France Stratégie publie une note sur les procédures de défaillance des entreprises zombies

Paru dans le N°283 - 7 novembre 2019
Entreprises

France Stratégie a publié, le 16 octobre 2019, une note d’analyse intitulée « les procédures de défaillance à l’épreuve des entreprises zombies »(1). L’objectif est de mesurer l’efficacité des procédures de redressement et de liquidation judiciaires pour faciliter la sortie des entreprises concernées de leurs difficultés.

L’OCDE définit les entreprises zombies comme « des entreprises matures – ayant au moins dix ans d’existence – qui ne parviennent pas à couvrir leur charge d’intérêts avec leur excédent brut d’exploitation pendant au moins trois années consécutives ». La définition retenue par France Stratégie exclue les entreprises zombies stratégiques, c’est-à-dire celles qui appartiennent à un groupe dont les filiales zombies représentent un capital inférieur à 50% du capital total du groupe.

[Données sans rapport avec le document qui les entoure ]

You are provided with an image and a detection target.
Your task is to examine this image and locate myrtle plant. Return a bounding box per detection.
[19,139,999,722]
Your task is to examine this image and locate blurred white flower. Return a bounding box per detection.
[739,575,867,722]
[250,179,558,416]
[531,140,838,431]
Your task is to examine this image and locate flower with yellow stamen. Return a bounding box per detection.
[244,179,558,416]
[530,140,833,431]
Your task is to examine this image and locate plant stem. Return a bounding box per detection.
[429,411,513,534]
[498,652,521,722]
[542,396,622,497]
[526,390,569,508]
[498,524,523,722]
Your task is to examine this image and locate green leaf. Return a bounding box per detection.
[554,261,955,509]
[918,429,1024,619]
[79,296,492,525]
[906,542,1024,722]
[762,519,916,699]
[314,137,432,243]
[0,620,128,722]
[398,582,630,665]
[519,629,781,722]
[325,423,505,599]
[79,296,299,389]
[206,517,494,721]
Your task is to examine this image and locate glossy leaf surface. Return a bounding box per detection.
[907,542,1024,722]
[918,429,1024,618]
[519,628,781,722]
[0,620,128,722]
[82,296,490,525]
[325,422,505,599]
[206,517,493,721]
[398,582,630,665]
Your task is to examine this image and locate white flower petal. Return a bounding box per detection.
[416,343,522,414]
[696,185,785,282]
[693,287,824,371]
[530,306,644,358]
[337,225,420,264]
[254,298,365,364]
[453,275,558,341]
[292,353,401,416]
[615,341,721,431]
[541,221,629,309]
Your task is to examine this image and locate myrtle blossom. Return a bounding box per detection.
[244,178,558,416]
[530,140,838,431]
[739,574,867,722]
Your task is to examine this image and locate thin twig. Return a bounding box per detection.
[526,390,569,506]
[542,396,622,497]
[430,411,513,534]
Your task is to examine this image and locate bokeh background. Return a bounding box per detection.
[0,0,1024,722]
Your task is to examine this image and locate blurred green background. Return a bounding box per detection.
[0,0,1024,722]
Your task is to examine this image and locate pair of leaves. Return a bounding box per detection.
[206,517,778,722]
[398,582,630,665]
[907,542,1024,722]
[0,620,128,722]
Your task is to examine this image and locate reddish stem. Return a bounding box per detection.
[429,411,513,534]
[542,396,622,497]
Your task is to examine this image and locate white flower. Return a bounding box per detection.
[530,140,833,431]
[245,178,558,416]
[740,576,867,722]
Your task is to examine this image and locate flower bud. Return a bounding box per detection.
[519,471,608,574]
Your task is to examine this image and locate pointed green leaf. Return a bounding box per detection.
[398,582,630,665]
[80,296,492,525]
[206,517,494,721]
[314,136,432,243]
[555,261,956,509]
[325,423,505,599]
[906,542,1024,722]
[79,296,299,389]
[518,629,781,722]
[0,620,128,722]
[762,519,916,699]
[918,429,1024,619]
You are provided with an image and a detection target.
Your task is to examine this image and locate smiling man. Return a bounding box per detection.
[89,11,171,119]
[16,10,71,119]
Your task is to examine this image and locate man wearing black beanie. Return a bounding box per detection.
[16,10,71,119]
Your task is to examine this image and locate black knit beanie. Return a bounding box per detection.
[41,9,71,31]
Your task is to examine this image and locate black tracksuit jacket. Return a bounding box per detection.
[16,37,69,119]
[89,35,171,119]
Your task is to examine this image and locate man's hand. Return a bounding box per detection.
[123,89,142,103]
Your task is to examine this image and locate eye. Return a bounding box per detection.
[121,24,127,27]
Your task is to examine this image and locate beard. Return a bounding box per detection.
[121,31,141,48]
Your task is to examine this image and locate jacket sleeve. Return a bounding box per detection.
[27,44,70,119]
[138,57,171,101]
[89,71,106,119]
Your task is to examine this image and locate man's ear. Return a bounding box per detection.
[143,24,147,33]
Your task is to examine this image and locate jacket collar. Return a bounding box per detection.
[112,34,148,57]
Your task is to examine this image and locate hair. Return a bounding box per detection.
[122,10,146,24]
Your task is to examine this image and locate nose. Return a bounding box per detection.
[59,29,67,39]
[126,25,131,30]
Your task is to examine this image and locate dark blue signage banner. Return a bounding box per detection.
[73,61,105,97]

La part des entreprises zombies en France oscille entre 3,9% et 4,6% de la totalité des entreprises entre 2013 et 2016, à comparer à la moyenne dans les pays de l’OCDE qui est de 5%. Il existe une corrélation négative entre le taux d’entreprises en situation de défaillance et le taux d’entreprises zombies.

Ainsi « les pays qui affichent un taux de défaillance faible présentent une part relativement élevée d’entreprises zombies. C’est le cas de l’Italie et de l’Espagne, contrairement à la France et à l’Allemagne ».

Les secteurs les plus touchés sont ceux de l’immobilier et de l’information et communication contrairement au secteur de la construction. « Les secteurs affichant les taux d’entreprises zombies les plus faibles sont aussi ceux qui ont les meilleurs taux de rentabilité ».

Pour France Stratégie, la faible proportion des entreprises zombies est le signe que les procédures de défaillance jouent leur rôle. En effet, le régime d’insolvabilité français est considéré par l’OCDE comme l’un des meilleurs des pays avancés dans la mesure où il permet de mener relativement rapidement les entreprises en difficulté vers la procédure la mieux adaptée, notamment pour minimiser la dévalorisation de leurs actifs et pour permettre la réallocation de leurs ressources.

Le régime d’insolvabilité français présente deux types de procédures pour traiter la défaillance, c’est-à-dire, la cessation de paiements : le redressement judiciaire, qui permet un apurement du passif via un plan de continuation ou de cession, et la liquidation judiciaire qui met fin à l’activité de l’entreprises ou organise une cession partielle ou globale. « Selon le Haut Comité juridique de la place financière de Paris, un redressement sur deux se termine par une liquidation judiciaire en moins de trois années et les deux tiers des entreprises ayant fait l’objet d’un plan de redressement cessent leur activité pour cause de liquidation avant huit ans ».

La note souligne que, dans la lignée des travaux de la start-up d’État «Signaux faibles»(2), la détection en amont des entreprises qui deviennent zombies est une piste pour accroître l’efficacité des procédures collectives et pour contribuer ainsi à une meilleure allocation des ressources dans l’économie.